Microscopy using Förster resonance energy transfer is a potent method for imaging protein conformations and interactions. However, the technique has two conflicting requirements: the necessary spectral overlap between the donor molecule’s emission and the acceptor’s absorption ranges and the need for an appropriate amount of separation between the donor’s and acceptor’s emission wavelengths.

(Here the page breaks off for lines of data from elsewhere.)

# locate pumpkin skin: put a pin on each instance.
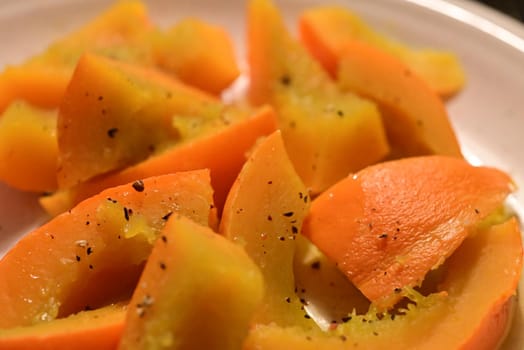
(326, 30)
(93, 255)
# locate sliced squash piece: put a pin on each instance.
(212, 151)
(390, 224)
(415, 118)
(198, 53)
(28, 148)
(99, 329)
(327, 133)
(93, 254)
(325, 30)
(114, 115)
(198, 291)
(118, 32)
(471, 311)
(263, 213)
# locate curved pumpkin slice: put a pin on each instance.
(114, 115)
(99, 329)
(198, 53)
(472, 311)
(212, 151)
(28, 148)
(198, 291)
(391, 223)
(415, 118)
(95, 252)
(264, 212)
(325, 31)
(327, 133)
(118, 32)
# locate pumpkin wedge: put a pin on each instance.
(114, 115)
(99, 329)
(28, 148)
(390, 224)
(198, 291)
(415, 118)
(471, 309)
(198, 53)
(263, 213)
(325, 31)
(125, 32)
(93, 254)
(118, 32)
(327, 133)
(212, 151)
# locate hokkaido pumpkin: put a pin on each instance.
(390, 224)
(415, 118)
(212, 151)
(327, 133)
(471, 309)
(198, 291)
(125, 32)
(325, 31)
(198, 53)
(28, 148)
(263, 213)
(114, 115)
(41, 80)
(99, 329)
(93, 254)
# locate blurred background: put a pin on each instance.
(514, 8)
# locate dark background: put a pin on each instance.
(514, 8)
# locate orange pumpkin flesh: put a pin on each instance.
(263, 213)
(93, 329)
(198, 291)
(415, 118)
(327, 133)
(325, 31)
(93, 254)
(470, 312)
(42, 80)
(114, 115)
(211, 151)
(125, 32)
(386, 228)
(28, 148)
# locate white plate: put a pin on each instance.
(488, 114)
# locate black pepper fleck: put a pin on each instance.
(165, 217)
(112, 132)
(138, 185)
(285, 80)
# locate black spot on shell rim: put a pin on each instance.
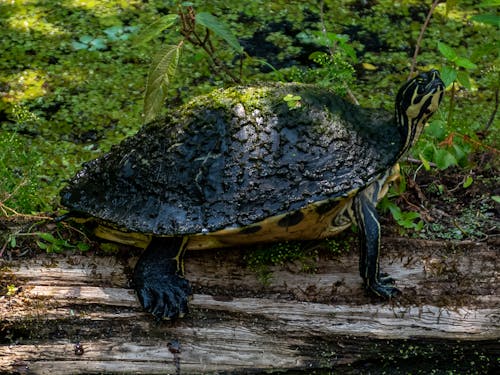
(291, 219)
(251, 229)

Researchers from European Neuroscience Institute in Göttingen, Germany, from King’s College London and from Mount Vernon Hospital in Northwood, UK, have devised a variant of yellow fluorescent protein (YFP) that addresses this quandary by not fluorescing at all, yet proficiently working as an acceptor when paired with GFP. They modified the amino acid residues that normally stabilize the excited state of enhanced YFP, creating a “dark” chromoprotein that retains its absorption properties and that acts as a quencher for donor fluorescence. The group dubbed the protein REACh, for “resonance energy-accepting chromoprotein.”

In the March 14 issue of PNAS, they report that the variant has an excitation maximum at 510 nm and a relative fluorescence of 0.03 at 538 nm. Using a Ti:sapphire laser from Coherent Inc. of Santa Clara, Calif., a confocal microscope made by Leica and a multichannel plate photomultiplier from Hamamatsu Photonics KK in Hamamatsu City, Japan, they found that the protein’s emission lifetime is ~320 ps, compared with 2.9 ns for enhanced YFP, and that its Förster distance (when paired with GFP) is 5.9 nm, compared with 5.6 nm.

The lack of emission from the variant means that spectral overlap can be optimized through the choice of donor, improving FRET detection because more photons can be collected with less of the background noise that is typically generated by acceptor emission. It also means that there is a wider spectral band for additional fluorescing components, which should help facilitate multiplexed imaging of protein interactions within cells.

The researchers acknowledge that the small amount of residual fluorescence of their creation may not be negligible for some applications. However, they foresee using the mutant YFP for fluorescence lifetime measurement and for laser-scanning microscopy.